In the wake of a massive racism scandal rocking the SPVM, implicating sixteen different officers, and in the face of the stubborn insistence by CAQ Premier Christine Fréchette that the sick practice of cutting off the hair of black people and collecting the braids as trophies was “not systemic racism”, it’s very important for Mayor Ferrada to, in her own words from today’s interview, “[call] things what they are”. I fully agree with her interpretation, and I am disgusted by the excuses pink-skin politicians make for the SPVM as they violate black people.
On a different note, ten days ago, the same Mayor Soraya Martinez Ferrada of Montréal said she would support a new municipal by-law to make it illegal to criticize or “insult” the police. Her justification for this brazed violation of the Charter right to freedom of expression is a push-poll paid for by the SPVM officer’s labour union, and she has also explicitly said that those ticketed under the by-law must not have the right to “be able to contest it in court”, violating the Charter right to due process.

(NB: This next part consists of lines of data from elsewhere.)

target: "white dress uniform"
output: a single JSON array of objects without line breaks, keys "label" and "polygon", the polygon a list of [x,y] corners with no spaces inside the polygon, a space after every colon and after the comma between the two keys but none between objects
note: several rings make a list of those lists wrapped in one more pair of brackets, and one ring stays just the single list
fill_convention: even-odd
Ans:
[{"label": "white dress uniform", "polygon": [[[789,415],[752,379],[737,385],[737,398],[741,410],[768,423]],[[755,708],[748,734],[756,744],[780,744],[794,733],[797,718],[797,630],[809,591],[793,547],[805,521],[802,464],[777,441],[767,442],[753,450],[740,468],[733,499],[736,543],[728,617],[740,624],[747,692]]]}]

Now, pardon my confusion for a moment, but, uh, what?
Mayor Ferrada thinks that the SPVM are perpetuating systemic racism, and says that we need to call it out. Mayor Ferrada also thinks that it should be illegal to criticize the SPVM, and illegal to challenge such tickets in our courts. The line between criticism and “insult”, as she phrases it, is fully in the eye of the beholder, and surely, an SPVM officer could feel very insulted that Mayor Ferrada has accused them of being a racist!
Does the Mayor of Montréal understand that the by-law she seeks will hurt people like her own husband? Clearly she understands that her privilege as Mayor hasn’t protected him from the racism of the SPVM, yet she wants to give them the power to arrest black people for “calling things what they are”? Does she think she would be invulnerable to the Leviathan she would impose upon her city, that the by-law of her creation would not undo her?
There really isn’t much else to say for this column. Further paragraphs would mostly consist of repeating the above with different phrasing, so I will spare my readers. All I can say is that Mayor Ferrada’s 180-degree turn confuses me greatly, and I would greatly appreciate if she could clarify whether she thinks the SPVM are systemically racist, or whether they should be literally illegal to critique.
But she simply cannot espouse both views at once. This is farcical, and she owes Montréal clarity.